Hacía una tarde calurosa, agradable de respirar por la frescura del aire.
Aunque no le disgustaba caminar, no se imaginaba llegar desde el lugar dónde estaba hasta su destino con sus pies doloridos. Así que se sentó a esperar en la parada del autobús. No desesperaría mucho porque a esa hora del día tenía el servicio de transportes a cada chasquido. Sentado a solas en el banco, entre más gente con el mismo propósito finito, sentía la necesidad imperante de coger entre sus manos aquél libro rojo que reposaba en su mochila. No se atrevía a sacarlo por no tener que meterlo inmediatamente para subir al autobús. Porque no tenía el tiempo suficiente para sumergirse en la historia de nuevo.
Por fin llegó. Se acercó a la puerta, dejó paso a casi todos los nuevos pasajeros, y se adentró hasta el final, a duras penas por la pronta marcha del vehículo. Por fin alcanzó su asiento. Se sentó a sus anchas, sin nadie a lado y lado. Tardó medio segundo en situar su cuerpo, ya que esta vez no había podido ponerse como a él le gustaba, a espaldas del trayecto. Sin pensar en nada más, colocó en el suelo, entre sus piernas, la mochila y sacó con calma el libro que tanto le había estado esperando ya. Entonces el mundo real desapareció, se encontraba en el escenario de una historia ajena. Sus oídos se entaponaron para escuchar únicamente aquello que ocurría allí dentro. Sus ojos ya no estaban en aquél autobús, ni siquiera en las letras, estaba presenciando una carrera a contrarreloj por salvar la vida a su amada. Estaba empapándose bajo la lluvia, casi sin aliento, con adrenalina en el lugar de toda la sangre de su cuerpo.
De pronto, un hombro ajeno lo devolvió a su asiento de bús. Le había obligado a inclinarse considerablemente hacia la derecha. Levantó la mirada y se encontró con una multitud de pasajeros hacinados y casi molestos ocupando todo el interior. El hombro era un compañero de viaje, que a juzgar por su aspecto, no era tan corpulento como le mostraba con su gesto invasor. Sin darle la mayor importancia, todavía con el libro abierto por su página, se deslizó discretamente hacia la derecha. Posó las llemas de su mano derecha sobre las líneas en pausa, y sintiendo el papel y la tinta, se acopló a la historia.

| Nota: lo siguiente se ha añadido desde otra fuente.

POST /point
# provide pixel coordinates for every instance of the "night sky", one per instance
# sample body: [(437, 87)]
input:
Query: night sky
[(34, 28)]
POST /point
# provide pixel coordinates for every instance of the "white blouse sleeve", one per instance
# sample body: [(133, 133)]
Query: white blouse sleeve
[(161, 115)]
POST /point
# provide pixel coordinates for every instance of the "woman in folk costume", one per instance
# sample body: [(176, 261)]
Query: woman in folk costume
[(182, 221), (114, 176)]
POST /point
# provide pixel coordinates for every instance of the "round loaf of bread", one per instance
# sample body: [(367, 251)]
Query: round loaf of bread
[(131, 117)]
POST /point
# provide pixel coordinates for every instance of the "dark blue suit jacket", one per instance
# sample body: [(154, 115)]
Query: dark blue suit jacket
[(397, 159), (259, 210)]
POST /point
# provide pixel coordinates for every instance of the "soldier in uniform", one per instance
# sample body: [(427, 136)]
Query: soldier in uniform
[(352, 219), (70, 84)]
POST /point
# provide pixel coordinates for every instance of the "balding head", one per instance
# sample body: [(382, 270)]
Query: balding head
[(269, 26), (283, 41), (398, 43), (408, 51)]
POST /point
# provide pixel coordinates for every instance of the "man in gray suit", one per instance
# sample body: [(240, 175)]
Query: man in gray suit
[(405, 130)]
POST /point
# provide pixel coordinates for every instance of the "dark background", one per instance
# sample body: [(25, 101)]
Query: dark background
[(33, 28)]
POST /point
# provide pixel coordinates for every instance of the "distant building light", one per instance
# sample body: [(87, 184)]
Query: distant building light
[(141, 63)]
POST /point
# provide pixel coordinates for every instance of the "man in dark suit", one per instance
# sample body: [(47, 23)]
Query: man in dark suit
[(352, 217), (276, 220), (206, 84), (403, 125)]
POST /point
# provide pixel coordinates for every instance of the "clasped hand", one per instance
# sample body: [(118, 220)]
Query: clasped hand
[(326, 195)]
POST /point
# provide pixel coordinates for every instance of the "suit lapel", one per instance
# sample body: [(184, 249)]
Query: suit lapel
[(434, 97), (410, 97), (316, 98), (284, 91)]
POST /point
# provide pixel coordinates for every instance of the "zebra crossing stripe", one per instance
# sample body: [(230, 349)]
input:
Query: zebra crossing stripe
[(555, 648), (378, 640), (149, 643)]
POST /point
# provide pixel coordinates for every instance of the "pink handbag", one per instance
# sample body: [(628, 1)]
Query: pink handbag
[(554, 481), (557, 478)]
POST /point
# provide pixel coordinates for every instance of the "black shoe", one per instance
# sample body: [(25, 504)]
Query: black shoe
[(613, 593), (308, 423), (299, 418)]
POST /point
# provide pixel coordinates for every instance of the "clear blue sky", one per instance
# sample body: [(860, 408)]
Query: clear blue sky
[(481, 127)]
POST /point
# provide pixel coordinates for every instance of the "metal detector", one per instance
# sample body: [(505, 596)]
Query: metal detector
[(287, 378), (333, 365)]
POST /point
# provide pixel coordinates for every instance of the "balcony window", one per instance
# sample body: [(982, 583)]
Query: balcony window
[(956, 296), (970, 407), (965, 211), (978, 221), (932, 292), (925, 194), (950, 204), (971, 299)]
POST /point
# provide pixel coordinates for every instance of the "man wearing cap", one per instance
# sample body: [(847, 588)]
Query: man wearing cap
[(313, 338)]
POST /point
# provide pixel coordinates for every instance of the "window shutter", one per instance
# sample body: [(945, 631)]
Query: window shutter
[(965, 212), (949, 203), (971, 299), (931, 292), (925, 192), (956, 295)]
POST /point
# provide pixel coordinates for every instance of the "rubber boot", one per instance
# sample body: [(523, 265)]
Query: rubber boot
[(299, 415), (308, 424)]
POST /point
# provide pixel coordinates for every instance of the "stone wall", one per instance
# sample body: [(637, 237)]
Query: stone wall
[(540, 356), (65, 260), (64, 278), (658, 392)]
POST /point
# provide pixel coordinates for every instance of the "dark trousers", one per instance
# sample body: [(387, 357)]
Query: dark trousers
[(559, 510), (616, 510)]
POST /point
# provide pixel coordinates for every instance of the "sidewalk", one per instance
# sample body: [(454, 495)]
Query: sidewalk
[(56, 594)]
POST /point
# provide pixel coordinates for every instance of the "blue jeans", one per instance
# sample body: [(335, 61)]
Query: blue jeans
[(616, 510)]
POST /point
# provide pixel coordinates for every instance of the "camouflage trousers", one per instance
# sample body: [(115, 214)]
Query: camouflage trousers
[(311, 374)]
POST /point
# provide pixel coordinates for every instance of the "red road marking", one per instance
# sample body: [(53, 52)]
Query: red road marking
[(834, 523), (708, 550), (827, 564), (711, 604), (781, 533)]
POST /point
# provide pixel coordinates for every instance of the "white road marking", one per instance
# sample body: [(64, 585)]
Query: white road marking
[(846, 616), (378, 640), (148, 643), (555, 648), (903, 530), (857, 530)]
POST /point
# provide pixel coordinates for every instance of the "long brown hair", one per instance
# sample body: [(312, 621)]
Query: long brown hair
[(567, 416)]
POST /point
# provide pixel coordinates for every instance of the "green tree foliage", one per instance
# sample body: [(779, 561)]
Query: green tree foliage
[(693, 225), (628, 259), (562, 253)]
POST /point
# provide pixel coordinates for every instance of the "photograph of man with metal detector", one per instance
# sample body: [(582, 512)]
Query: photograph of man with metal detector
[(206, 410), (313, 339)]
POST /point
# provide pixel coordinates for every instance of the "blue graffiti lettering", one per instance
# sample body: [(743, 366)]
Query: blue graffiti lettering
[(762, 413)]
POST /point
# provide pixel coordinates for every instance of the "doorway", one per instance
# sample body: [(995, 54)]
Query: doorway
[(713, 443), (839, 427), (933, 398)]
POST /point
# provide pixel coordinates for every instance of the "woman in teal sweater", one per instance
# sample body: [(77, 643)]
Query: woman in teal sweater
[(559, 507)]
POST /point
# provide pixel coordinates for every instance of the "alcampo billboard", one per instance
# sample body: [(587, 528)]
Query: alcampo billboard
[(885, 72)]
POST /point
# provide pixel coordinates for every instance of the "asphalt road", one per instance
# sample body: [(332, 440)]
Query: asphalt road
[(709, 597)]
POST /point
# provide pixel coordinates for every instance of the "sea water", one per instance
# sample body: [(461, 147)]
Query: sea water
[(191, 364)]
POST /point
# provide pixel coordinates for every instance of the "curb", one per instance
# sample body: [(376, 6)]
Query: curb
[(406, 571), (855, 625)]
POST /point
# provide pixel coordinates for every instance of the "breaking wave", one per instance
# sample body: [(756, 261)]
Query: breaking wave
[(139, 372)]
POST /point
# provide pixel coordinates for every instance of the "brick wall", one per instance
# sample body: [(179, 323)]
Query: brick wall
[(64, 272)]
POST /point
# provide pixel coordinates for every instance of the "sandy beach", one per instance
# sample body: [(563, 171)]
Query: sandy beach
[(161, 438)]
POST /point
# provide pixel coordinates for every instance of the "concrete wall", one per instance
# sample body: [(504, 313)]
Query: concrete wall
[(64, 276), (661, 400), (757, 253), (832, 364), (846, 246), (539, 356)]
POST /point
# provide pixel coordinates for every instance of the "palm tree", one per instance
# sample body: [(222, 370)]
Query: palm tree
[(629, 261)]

La carrera no terminaba, cuando el hombro volvió a hacerse notar allá afuera. No pudo evitar girar la mirada para advertir aquella provocación. Como no se conocían, volvió a su mundo...
-Vú vené dú?- Dijo el señor del hombro de plomo
-¿Qué?- respondió el joven
-Vú zét fgansé, noo?-insistió el extraño.
Completamente perdido, debido a la incomprensión, el joven respondió:
-No hablo valenciano, lo siento.
Entonces, con un acento un tanto extraño, el señor le dijo:
-Pero hablas francés,-señalando al libro- ¿eso qué es?
-¡Ah! Pues no sabía que era francés...
Extrañado, le dijo:
-¿Y comprendes lo que lees?
-¡Claro que sí! -respondió el joven. Esbozó una sonrisa de amabilidad y siguió leyendo.
Sólo quería leer, y a decir verdad, nunca se había entretenido en aprender a hablar un idioma para poder leer todo lo que le apeteciese. Cuando se trataba de un nuevo sistema de signos, tardaba en adentrarse en la historia, pero siempre lo conseguía. Y con cada libro vivía hasta el final una historia cada vez diferente e inesperada.
Debido a la costumbre, quizás, levantó la cabeza en el momento justo en el que había llegado a su destino. Sabía que el viaje continuaba, pero aquél, como cada día, era el lugar donde se suspendía su aventura. Hasta el próximo bús.